Do you have the business intelligence to bring on a smart technical partner? Let me share with you a little story so you can answer that for yourself.
A year ago, I was approached by a person who was doing a start up. He invited me out for dinner to talk about the venture. He made me sign a non-disclosure and then told me all about his idea. As I listened, I became convinced his idea hadn’t been thought through. It lacked a solid revenue model and had no business plan. He had failed to do research such as costs of operation, primary competitors, and whether or not there was even a demand for his idea.
I politely told him all sorts of issues he needed to address before I could consider his opportunity. I gave him a lot of free technical advice as well as some suggestions for revenue streams. He wrote it all down, shook my hand, and the meeting ended.
A week later he emails me a document. The document was clearly rushed (grammatical errors abound). Nevertheless, it contained a business model, use cases, and other important considerations I had asked him to make. I was a little taken aback that they were rushing such critically important steps, but I let it slide. He offered me a substantial stake in the company in exchange for technical guidance and some (relatively easy) development work.
I took a week to think over the idea.

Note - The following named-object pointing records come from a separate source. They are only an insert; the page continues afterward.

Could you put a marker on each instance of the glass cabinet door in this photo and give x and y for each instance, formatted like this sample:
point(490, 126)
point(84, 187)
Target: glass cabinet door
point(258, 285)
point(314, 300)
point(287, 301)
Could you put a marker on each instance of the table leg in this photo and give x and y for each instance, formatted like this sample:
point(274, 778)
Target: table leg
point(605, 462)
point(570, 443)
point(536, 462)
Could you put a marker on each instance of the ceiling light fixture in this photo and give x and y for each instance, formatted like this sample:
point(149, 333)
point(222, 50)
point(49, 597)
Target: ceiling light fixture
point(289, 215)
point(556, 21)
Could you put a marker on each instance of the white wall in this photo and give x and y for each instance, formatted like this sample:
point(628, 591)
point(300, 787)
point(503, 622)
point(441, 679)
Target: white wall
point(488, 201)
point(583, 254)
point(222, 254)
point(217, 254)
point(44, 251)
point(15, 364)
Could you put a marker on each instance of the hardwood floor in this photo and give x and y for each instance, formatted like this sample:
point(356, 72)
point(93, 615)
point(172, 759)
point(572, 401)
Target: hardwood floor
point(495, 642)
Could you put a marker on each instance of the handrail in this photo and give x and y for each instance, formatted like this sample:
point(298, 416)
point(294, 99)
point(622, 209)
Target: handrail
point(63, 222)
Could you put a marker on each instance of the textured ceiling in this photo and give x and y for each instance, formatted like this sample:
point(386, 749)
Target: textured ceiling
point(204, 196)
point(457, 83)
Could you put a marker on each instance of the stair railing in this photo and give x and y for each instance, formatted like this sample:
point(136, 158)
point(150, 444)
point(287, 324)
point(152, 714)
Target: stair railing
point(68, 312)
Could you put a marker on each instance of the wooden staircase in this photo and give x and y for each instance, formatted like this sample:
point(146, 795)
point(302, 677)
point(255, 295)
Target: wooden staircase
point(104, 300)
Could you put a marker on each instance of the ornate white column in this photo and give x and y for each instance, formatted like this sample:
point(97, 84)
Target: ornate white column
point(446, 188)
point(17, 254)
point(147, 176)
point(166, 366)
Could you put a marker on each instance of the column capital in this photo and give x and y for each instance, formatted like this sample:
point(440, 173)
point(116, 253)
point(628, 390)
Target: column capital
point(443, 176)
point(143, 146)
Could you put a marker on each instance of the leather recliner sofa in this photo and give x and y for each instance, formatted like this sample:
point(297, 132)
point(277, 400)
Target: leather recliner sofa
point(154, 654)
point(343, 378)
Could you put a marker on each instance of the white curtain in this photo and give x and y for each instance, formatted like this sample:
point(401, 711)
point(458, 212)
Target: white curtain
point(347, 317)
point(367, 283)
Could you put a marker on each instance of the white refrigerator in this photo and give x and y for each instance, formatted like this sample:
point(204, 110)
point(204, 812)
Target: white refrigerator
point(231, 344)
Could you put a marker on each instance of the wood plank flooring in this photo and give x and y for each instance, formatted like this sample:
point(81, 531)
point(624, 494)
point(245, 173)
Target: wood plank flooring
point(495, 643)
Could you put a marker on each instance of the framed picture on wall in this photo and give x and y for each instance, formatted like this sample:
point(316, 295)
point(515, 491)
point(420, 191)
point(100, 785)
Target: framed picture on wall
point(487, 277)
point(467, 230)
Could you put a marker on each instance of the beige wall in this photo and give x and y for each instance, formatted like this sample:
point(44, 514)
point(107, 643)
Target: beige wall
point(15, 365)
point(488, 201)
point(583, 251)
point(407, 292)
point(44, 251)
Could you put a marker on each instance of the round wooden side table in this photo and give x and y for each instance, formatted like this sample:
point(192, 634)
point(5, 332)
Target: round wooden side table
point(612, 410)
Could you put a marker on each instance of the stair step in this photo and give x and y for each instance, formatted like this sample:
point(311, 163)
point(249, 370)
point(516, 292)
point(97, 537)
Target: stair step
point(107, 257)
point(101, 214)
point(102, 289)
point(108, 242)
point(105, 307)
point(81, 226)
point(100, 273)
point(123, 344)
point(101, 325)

I decided the idea was simply not good enough to succeed. I declined his offer and told him I would be happy to give him advice as he needs it on a casual basis.
I received no reply.
Months go by and I read news about another startup doing something very similar to what he was doing. I sent him information about this startup in hopes of helping him out.
I received no reply.
That was the last time I decided I would offer any form of help to this individual.
My story illustrates some important things this man did wrong:
- He rushed a business plan on an idea that didn’t sell itself.
- He decided I wasn’t worth his time since I wasn’t going to join his company.
- He made no attempt to leave me with “good feelings” about the company.
The point of this story isn’t whether or not his business succeeded (it did not, as far as I know); rather, the point is that good will shouldn’t be needlessly ignored. If you plan on starting a business one day, I hope you are taking notes! Allow me to address each mistake:
- He rushed a business plan on an idea that didn’t sell itself. Some ideas are so revolutionary that a business plan tends to write itself without much thinking, but most aren’t. His wasn’t. The planning stage is crucial to the long term success of your company. Without a full understanding of your market, you are driving blind without any knowledge of obstacles (competitors) or a destination (customers).
- He decided I wasn’t worth his time since I wasn’t going to join his company. Business is just as much about who you know as what you know. A contact may not come through this time, but you never know in the future. Burning bridges with people who aren’t your competition is what dumb people do. Kevin Federline has a rap CD because he married Britney Spears. iTunes has content from Disney because Jobs is on Disney’s board of directors. Kevin Rose gets attention for his newest startup because he founded Digg.
- He made no attempt to leave me with “good feelings” about the company. It should be the #1 priority of any business owner to make sure every potential customer, partner, and employee feels positively about your company. There is no reason to be pissing away positive karma. You never know when someone you were a jerk to might later be in a position to (not) help you when you need it. Again, it’s who you know and if they like you (see #2).
The sad part is that this isn’t the only time I’ve seen someone make these mistakes in front of me. A few times a year, I receive offers from entrepreneurs of new business ideas they want to “share” with me. Some people do this well, and I gain respect for them. But most people suffer from extreme self denial. The problem is that people get too caught up in their own world/ego to realize that they need the help of others far more than those people need them.
- When trying to recruit, make sure that the other person walks away feeling like they might have missed out on something really great.
- Someone you are a jerk to now might be your boss, partner, or competitor later. Be nice. The business world is smaller than you realize.
- Success is in the execution, not the idea itself. Good execution begins by building a positive, professional image.
If you’ve ever wondered why highly successful CEOs tend to be extremely friendly people, now you know why.